The evidence will be reflected on and summarised in the ESR every 6 months along with the evidence for other competences. At each review the ES will be expected to respond to the following questions:

  1. For all trainees:  Has the trainee demonstrated progression in their Clinical Examination and Procedural Skills, commensurate with their stage of training, during the period under assessment?  Please comment specifically on breast, rectal, prostate and male and female genital examinations.
  2. Are there any concerns about the trainees’ clinical examination or procedural skills? If the answer is ‘yes’, please expand on the concerns and give an outline of the plan the trainee needs to follow for these to be improved.
  3. For those at the end of training: Is the trainee competent in breast, rectal, prostate and male and female genital examinations? Please refer to specific evidence including Learning Log entries, CEPS, COTs and CbDs etc.

Useful links

Frequently asked questions

What is the range of evidence I need for CEPS?

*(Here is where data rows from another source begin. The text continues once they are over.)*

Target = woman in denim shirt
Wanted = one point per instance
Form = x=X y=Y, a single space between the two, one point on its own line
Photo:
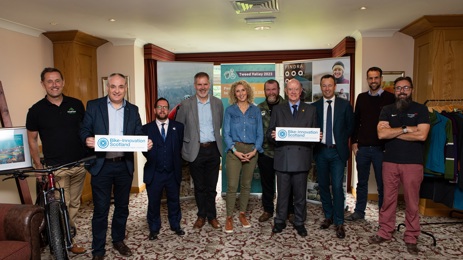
x=243 y=135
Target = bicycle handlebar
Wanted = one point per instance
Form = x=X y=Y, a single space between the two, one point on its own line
x=22 y=173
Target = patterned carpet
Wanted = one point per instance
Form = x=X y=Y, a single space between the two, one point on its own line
x=258 y=242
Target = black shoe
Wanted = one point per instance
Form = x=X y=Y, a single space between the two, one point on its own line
x=301 y=231
x=179 y=232
x=122 y=248
x=326 y=223
x=340 y=231
x=278 y=227
x=354 y=217
x=153 y=235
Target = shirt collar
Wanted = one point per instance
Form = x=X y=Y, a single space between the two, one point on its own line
x=380 y=91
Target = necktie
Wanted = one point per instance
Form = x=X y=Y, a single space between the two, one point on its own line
x=294 y=111
x=329 y=125
x=163 y=132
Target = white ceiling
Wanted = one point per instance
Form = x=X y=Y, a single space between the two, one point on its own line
x=195 y=26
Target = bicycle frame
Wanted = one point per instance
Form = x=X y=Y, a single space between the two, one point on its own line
x=49 y=196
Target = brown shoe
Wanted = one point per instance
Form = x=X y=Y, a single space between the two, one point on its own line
x=243 y=220
x=265 y=216
x=215 y=223
x=122 y=248
x=340 y=231
x=326 y=223
x=412 y=249
x=376 y=239
x=76 y=249
x=199 y=223
x=229 y=225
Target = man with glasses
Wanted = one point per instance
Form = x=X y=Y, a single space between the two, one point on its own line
x=163 y=169
x=405 y=126
x=367 y=148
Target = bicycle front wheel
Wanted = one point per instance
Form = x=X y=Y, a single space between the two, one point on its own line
x=57 y=241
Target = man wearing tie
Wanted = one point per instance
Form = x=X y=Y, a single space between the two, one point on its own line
x=163 y=169
x=292 y=160
x=335 y=116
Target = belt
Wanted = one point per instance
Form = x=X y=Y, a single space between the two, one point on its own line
x=205 y=145
x=115 y=159
x=329 y=146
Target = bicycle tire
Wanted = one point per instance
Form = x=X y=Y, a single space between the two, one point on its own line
x=57 y=241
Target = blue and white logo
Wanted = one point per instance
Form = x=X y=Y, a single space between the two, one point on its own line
x=103 y=143
x=282 y=134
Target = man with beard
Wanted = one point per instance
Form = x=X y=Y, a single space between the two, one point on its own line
x=163 y=169
x=265 y=160
x=405 y=126
x=367 y=148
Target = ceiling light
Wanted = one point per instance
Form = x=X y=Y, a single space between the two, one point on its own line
x=261 y=28
x=260 y=20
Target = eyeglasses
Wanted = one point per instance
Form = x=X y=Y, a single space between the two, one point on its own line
x=405 y=88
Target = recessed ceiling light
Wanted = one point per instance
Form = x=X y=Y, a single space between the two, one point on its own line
x=260 y=20
x=261 y=28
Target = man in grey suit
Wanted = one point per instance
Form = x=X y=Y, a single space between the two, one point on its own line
x=202 y=116
x=336 y=118
x=292 y=160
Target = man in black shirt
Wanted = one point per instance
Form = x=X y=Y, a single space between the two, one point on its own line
x=56 y=118
x=405 y=126
x=367 y=148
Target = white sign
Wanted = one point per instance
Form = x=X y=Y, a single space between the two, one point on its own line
x=121 y=143
x=300 y=134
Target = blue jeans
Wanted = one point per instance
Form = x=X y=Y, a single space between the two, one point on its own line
x=330 y=171
x=367 y=155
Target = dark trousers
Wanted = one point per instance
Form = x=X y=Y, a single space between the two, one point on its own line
x=366 y=156
x=267 y=180
x=205 y=173
x=330 y=172
x=113 y=174
x=297 y=182
x=167 y=181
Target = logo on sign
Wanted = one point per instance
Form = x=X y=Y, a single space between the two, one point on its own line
x=103 y=143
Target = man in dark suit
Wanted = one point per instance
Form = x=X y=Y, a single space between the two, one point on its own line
x=336 y=118
x=111 y=171
x=292 y=160
x=202 y=116
x=163 y=169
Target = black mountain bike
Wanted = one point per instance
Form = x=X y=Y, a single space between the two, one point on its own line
x=56 y=212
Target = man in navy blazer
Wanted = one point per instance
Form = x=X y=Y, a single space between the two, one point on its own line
x=332 y=152
x=112 y=172
x=163 y=169
x=292 y=160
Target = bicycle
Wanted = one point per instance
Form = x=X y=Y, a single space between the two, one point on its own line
x=56 y=212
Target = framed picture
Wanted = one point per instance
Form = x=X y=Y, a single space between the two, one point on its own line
x=14 y=149
x=104 y=82
x=388 y=79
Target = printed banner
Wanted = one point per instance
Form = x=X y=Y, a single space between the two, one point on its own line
x=301 y=134
x=121 y=143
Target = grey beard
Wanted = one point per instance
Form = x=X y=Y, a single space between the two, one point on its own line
x=403 y=104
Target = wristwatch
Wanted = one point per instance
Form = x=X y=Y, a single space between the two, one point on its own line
x=404 y=129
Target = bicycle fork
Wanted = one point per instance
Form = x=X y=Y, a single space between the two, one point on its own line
x=50 y=196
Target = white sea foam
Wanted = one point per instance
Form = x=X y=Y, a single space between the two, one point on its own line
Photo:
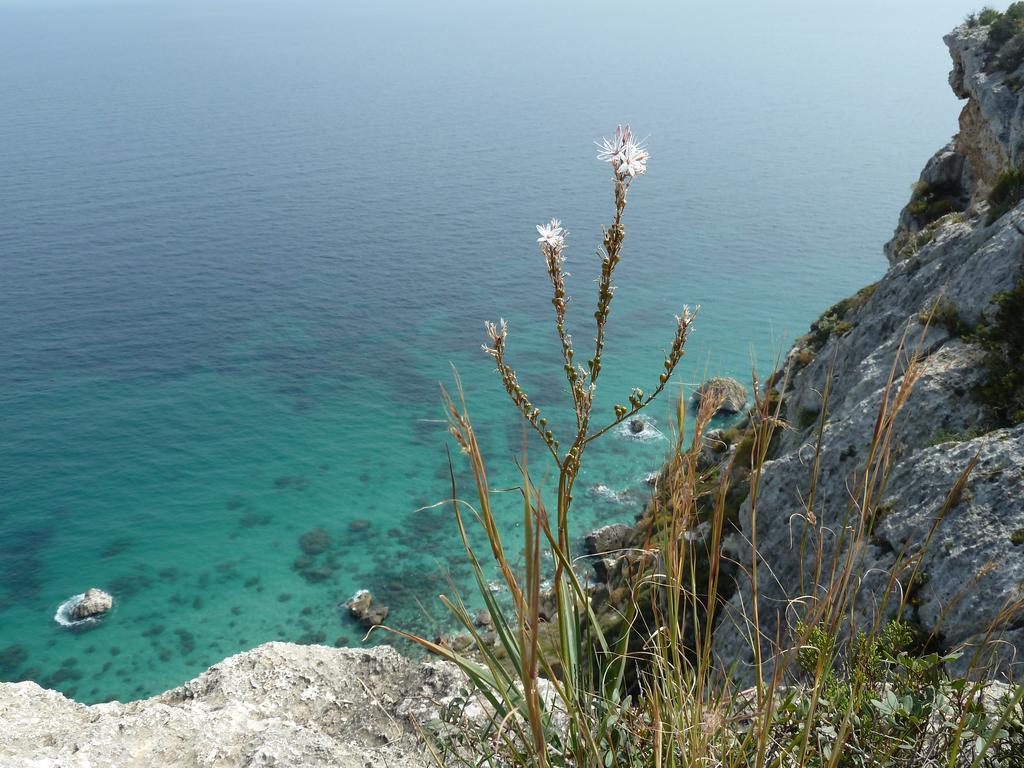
x=649 y=431
x=607 y=494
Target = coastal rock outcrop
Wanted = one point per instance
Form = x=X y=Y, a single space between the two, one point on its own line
x=94 y=602
x=949 y=257
x=361 y=607
x=731 y=393
x=279 y=705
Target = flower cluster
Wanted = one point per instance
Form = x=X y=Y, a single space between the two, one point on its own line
x=627 y=156
x=552 y=235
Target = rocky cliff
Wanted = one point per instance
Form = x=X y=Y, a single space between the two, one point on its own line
x=280 y=705
x=951 y=253
x=283 y=705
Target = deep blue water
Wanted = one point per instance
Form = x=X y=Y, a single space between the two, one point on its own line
x=242 y=243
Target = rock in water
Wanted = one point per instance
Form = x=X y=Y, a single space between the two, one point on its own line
x=733 y=394
x=360 y=606
x=607 y=539
x=94 y=602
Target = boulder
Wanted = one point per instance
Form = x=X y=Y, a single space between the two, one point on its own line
x=733 y=394
x=93 y=603
x=607 y=539
x=360 y=607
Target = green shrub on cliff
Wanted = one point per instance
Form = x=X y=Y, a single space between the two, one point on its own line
x=1003 y=339
x=577 y=677
x=1006 y=193
x=1005 y=26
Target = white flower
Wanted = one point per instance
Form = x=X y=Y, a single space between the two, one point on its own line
x=610 y=147
x=551 y=233
x=633 y=160
x=628 y=157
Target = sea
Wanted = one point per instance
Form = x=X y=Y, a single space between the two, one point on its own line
x=244 y=246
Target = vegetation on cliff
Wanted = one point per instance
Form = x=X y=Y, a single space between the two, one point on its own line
x=622 y=669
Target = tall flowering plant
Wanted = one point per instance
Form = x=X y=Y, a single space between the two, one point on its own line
x=550 y=722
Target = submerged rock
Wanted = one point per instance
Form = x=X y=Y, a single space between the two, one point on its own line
x=360 y=607
x=94 y=602
x=733 y=394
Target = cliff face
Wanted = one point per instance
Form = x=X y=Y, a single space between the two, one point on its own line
x=283 y=705
x=946 y=249
x=279 y=705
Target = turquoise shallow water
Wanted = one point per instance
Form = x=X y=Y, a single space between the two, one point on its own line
x=242 y=244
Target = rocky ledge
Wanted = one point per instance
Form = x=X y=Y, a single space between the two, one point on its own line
x=953 y=252
x=279 y=705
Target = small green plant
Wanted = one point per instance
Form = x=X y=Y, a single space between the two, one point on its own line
x=1006 y=193
x=1003 y=340
x=987 y=16
x=931 y=202
x=833 y=322
x=806 y=417
x=1005 y=26
x=943 y=436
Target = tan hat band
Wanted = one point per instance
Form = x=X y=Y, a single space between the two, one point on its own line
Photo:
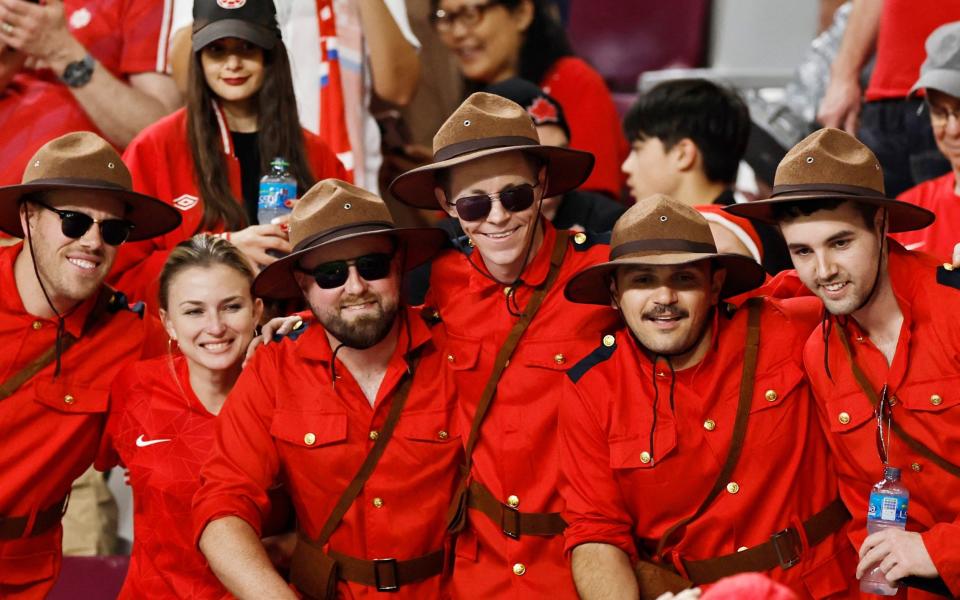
x=802 y=189
x=664 y=245
x=469 y=146
x=339 y=232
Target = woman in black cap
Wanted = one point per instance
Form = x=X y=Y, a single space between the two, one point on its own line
x=207 y=159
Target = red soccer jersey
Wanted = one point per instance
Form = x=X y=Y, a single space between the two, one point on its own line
x=50 y=427
x=938 y=239
x=165 y=143
x=286 y=418
x=623 y=407
x=159 y=430
x=517 y=453
x=125 y=36
x=924 y=381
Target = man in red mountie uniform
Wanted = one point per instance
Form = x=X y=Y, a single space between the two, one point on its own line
x=309 y=411
x=884 y=366
x=654 y=465
x=505 y=292
x=65 y=337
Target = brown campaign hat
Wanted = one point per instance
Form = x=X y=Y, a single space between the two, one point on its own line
x=658 y=230
x=831 y=164
x=85 y=161
x=333 y=211
x=484 y=125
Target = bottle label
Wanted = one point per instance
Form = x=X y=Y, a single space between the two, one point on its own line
x=892 y=509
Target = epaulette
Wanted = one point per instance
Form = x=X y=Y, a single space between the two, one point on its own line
x=294 y=333
x=600 y=354
x=118 y=301
x=584 y=240
x=949 y=276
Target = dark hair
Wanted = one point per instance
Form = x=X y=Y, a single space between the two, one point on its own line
x=715 y=118
x=278 y=126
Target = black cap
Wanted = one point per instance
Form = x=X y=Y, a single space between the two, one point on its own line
x=542 y=108
x=252 y=20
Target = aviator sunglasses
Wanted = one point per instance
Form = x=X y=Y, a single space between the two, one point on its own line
x=476 y=208
x=75 y=224
x=335 y=273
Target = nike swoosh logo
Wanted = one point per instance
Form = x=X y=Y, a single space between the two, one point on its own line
x=142 y=443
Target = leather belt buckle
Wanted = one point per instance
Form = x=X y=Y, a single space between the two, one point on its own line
x=788 y=546
x=391 y=581
x=510 y=521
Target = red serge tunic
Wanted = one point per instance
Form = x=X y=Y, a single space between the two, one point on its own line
x=783 y=477
x=285 y=419
x=50 y=427
x=161 y=164
x=160 y=431
x=517 y=453
x=924 y=379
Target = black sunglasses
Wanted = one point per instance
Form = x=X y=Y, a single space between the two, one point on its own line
x=335 y=273
x=75 y=224
x=476 y=208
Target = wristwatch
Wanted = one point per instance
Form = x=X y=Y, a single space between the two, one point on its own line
x=78 y=73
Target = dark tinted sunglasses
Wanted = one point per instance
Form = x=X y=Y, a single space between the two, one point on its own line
x=75 y=224
x=335 y=273
x=476 y=208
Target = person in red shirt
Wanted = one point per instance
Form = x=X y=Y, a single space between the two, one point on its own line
x=241 y=114
x=65 y=337
x=886 y=354
x=655 y=461
x=940 y=82
x=508 y=337
x=309 y=412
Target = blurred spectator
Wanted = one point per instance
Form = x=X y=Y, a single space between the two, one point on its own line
x=70 y=65
x=499 y=39
x=241 y=114
x=940 y=80
x=888 y=120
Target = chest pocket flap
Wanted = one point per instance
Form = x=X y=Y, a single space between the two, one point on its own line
x=309 y=429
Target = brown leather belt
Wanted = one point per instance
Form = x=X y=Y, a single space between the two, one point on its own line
x=784 y=549
x=12 y=528
x=388 y=574
x=512 y=522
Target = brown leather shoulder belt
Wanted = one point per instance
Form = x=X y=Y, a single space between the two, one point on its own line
x=512 y=522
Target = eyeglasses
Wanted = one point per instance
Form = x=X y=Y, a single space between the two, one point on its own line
x=75 y=224
x=334 y=274
x=476 y=208
x=469 y=16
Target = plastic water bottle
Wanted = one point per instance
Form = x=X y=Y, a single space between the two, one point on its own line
x=888 y=509
x=278 y=189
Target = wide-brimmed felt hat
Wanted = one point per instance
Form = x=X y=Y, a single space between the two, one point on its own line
x=333 y=211
x=485 y=125
x=941 y=69
x=830 y=164
x=83 y=161
x=254 y=21
x=658 y=230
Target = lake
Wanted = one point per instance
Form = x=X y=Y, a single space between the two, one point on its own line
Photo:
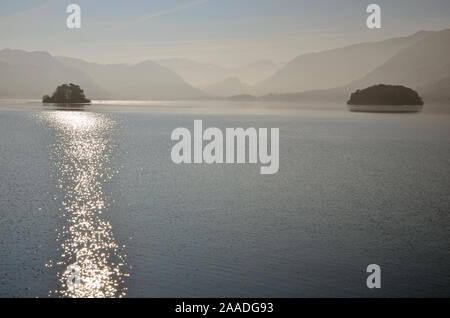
x=96 y=187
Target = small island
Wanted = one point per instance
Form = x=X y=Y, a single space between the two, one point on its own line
x=386 y=98
x=67 y=94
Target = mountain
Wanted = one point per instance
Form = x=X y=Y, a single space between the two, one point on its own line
x=334 y=68
x=146 y=80
x=206 y=74
x=229 y=87
x=438 y=90
x=195 y=73
x=34 y=74
x=418 y=66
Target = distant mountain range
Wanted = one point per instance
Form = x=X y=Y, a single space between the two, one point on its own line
x=34 y=74
x=420 y=61
x=202 y=75
x=146 y=80
x=228 y=87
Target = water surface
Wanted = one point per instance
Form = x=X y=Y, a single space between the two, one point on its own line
x=96 y=187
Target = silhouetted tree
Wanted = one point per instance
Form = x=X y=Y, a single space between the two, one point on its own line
x=385 y=95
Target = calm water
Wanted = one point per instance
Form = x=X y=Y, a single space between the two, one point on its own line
x=96 y=188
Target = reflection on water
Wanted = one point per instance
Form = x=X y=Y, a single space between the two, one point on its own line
x=82 y=154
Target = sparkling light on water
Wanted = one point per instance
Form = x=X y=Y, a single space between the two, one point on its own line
x=82 y=154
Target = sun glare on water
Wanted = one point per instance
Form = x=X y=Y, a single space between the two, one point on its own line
x=82 y=156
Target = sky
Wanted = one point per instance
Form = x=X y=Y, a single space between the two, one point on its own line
x=222 y=32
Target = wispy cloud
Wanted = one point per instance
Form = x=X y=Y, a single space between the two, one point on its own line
x=173 y=10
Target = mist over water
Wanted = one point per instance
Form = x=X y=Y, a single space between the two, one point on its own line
x=97 y=188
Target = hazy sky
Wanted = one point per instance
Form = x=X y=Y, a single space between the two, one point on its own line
x=224 y=32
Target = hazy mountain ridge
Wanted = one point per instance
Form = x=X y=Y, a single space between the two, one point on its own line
x=228 y=87
x=203 y=75
x=333 y=68
x=34 y=74
x=145 y=80
x=420 y=61
x=423 y=65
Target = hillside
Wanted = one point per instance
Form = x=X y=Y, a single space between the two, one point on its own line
x=229 y=87
x=417 y=66
x=32 y=74
x=146 y=80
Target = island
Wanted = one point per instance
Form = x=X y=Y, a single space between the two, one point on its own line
x=67 y=94
x=385 y=98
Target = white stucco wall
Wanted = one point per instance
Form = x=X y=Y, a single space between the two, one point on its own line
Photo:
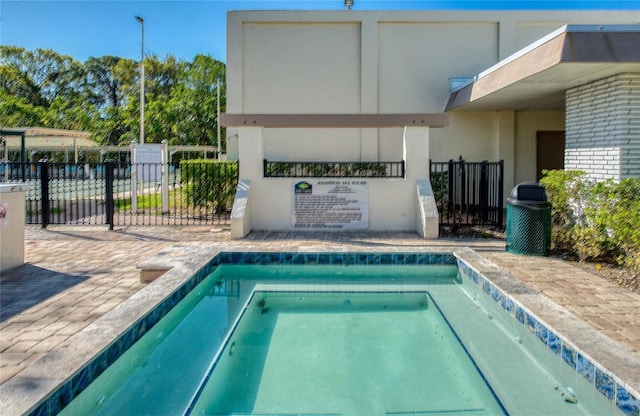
x=377 y=62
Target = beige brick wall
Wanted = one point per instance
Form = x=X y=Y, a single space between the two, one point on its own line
x=603 y=127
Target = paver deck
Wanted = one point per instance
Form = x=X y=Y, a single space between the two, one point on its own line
x=74 y=275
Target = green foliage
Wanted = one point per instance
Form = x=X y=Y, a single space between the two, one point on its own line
x=209 y=183
x=595 y=220
x=43 y=88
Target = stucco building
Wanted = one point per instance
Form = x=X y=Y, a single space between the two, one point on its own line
x=539 y=90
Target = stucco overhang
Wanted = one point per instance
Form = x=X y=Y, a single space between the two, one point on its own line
x=537 y=76
x=334 y=120
x=46 y=138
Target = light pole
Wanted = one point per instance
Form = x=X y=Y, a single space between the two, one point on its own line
x=141 y=21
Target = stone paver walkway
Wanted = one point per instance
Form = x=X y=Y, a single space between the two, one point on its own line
x=74 y=275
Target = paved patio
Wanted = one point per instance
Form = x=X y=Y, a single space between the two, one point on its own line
x=74 y=275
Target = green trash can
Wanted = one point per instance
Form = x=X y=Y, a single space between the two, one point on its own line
x=528 y=220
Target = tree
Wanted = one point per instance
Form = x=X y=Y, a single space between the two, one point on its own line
x=101 y=96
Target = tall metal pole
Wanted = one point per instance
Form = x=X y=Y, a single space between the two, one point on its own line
x=141 y=20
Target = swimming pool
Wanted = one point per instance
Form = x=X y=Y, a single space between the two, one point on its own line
x=477 y=311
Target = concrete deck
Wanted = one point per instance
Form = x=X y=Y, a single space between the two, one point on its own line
x=74 y=275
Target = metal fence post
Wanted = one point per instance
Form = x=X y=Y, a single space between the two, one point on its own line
x=500 y=192
x=44 y=192
x=484 y=191
x=108 y=193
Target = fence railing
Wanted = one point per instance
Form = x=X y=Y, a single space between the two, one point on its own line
x=468 y=192
x=187 y=193
x=333 y=169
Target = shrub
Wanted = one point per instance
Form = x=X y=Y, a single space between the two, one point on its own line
x=595 y=220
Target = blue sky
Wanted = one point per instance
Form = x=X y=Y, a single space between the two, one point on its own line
x=185 y=28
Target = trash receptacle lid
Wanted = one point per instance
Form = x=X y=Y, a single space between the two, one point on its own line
x=529 y=191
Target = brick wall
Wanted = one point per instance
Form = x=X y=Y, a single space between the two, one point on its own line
x=603 y=127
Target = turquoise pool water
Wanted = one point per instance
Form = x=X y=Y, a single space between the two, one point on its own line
x=436 y=350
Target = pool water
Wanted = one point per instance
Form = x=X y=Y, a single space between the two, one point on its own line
x=288 y=339
x=344 y=353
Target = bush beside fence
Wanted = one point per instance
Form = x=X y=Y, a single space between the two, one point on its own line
x=209 y=183
x=598 y=221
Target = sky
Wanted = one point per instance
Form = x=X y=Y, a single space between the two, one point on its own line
x=185 y=28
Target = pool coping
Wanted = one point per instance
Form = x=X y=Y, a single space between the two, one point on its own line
x=26 y=391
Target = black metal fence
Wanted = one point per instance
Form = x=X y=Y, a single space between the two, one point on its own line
x=119 y=194
x=333 y=169
x=468 y=192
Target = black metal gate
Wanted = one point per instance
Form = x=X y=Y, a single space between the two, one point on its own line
x=468 y=192
x=191 y=193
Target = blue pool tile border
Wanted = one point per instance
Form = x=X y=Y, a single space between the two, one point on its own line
x=596 y=375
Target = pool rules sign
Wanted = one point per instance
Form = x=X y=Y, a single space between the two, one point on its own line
x=335 y=204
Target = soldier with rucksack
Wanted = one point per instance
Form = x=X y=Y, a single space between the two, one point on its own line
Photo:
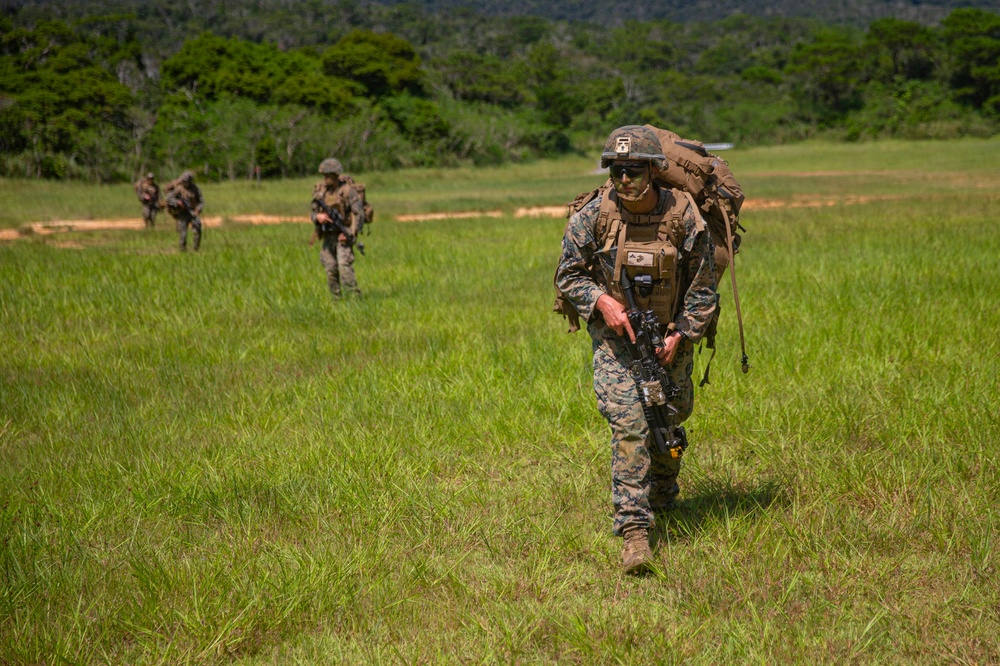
x=639 y=231
x=184 y=203
x=149 y=196
x=338 y=216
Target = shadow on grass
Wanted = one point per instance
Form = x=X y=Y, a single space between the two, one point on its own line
x=716 y=501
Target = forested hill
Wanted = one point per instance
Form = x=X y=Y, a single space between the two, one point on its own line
x=849 y=12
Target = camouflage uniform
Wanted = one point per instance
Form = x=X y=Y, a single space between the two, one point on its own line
x=642 y=480
x=184 y=202
x=149 y=196
x=337 y=257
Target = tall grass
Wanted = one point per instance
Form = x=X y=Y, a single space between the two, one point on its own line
x=203 y=459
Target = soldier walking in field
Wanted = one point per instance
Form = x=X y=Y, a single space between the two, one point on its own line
x=149 y=196
x=184 y=203
x=657 y=235
x=338 y=215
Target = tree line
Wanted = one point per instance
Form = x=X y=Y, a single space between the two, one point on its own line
x=104 y=97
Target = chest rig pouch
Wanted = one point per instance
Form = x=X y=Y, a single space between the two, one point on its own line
x=647 y=249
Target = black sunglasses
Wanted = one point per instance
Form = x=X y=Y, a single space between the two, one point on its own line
x=633 y=170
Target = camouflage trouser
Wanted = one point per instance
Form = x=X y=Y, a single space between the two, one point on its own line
x=643 y=481
x=182 y=224
x=338 y=261
x=149 y=215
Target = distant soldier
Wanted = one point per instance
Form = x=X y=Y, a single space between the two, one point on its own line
x=339 y=216
x=149 y=196
x=184 y=203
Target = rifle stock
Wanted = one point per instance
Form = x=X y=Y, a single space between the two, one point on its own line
x=337 y=222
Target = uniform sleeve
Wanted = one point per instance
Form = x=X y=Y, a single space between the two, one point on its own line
x=575 y=273
x=701 y=298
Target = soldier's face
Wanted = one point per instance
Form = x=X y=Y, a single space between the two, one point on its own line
x=629 y=178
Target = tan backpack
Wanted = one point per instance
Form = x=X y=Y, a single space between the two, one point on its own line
x=717 y=195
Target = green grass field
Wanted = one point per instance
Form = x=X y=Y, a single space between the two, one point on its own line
x=204 y=460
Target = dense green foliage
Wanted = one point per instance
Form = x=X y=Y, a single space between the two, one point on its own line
x=106 y=97
x=205 y=461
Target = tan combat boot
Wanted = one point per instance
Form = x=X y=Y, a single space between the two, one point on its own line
x=637 y=557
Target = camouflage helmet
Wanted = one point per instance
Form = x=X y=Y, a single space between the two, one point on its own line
x=331 y=165
x=635 y=143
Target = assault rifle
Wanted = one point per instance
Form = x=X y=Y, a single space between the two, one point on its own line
x=654 y=385
x=336 y=223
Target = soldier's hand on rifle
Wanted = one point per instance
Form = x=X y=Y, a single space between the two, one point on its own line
x=614 y=316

Apart from the five mandatory examinations as required by the GMC it will be up to you to discuss your learning needs with your Educational Supervisor.  The CEPS to be considered and the range of evidence required will depend on various factors such as your prior experience and the nature of your current placement.  Remember that you are training to be a GP and so procedures that are unlikely to be performed in a GP setting, whilst interesting to reflect on, are not so relevant.  Nevertheless all examinations and procedures have some common features such as the need to gain consent and the need to consider the comfort of the patient.

What are intimate examinations? Is there a definition?

There is no agreed definition of what constitutes an intimate examination.  The five examinations for which evidence of competence is required by the GMC are generally accepted examples of intimate examinations but there are many others.  For instance, the competent examination of the eye with an ophthalmoscope is considered by many, if not most, patients to be an intimate examination, especially as it requires the examination room to be darkened.  Ultimately it is the individual patient who determines what is intimate or invasive for them and this will be determined by a number of possible factors including their prior experiences, their religion and their cultural background.

How many CEPS do I need to do?

There is no set number. There needs to be enough to demonstrate, to your Educational Supervisor’s satisfaction, your competence in CEPS.

What is the standard of clinical examination expected?

The standard is that of an independent fully qualified General Practitioner.  As well as the technical aspects of examination and the ability to recognise abnormal physical signs, it includes the choice of examination best suited to the clinical context.  For instance, a competent GP very rarely performs an extensive neurological examination but will perform a limited neurological examination as determined by the history taken from the patient.

Can CEPS be assessed in a skills lab?

Training in a skills lab and the use of manikins can be a very helpful adjunct to training in the work place.  In general, and certainly in the case of the five intimate examinations as required by the GMC, this will not be sufficient evidence of competence without the demonstration that your skills can be applied in a clinical context.

Would an observed full insurance medical examination be enough evidence?

Although being observed performing such an examination might be helpful it would be unlikely to provide sufficient evidence of clinical competence.  For instance, the extent of the examination in such a situation is determined by the insurance company and not by the clinician.

If I have demonstrated competence in an intimate examination does this need to be repeated?

No, if your Educational Supervisor is satisfied that the evidence you have provided for one of the five intimate examinations as required by the GMC is sufficient this does not need to be repeated.  However, it is important that this evidence is recorded in such a way that you can remember where it is.  The easiest ways to do this is to use the CEPS forms.  At the final review before a Certificate of Completion of Training (CCT) is recommended your Educational Supervisor will need to answer a specific question in relation to these examinations.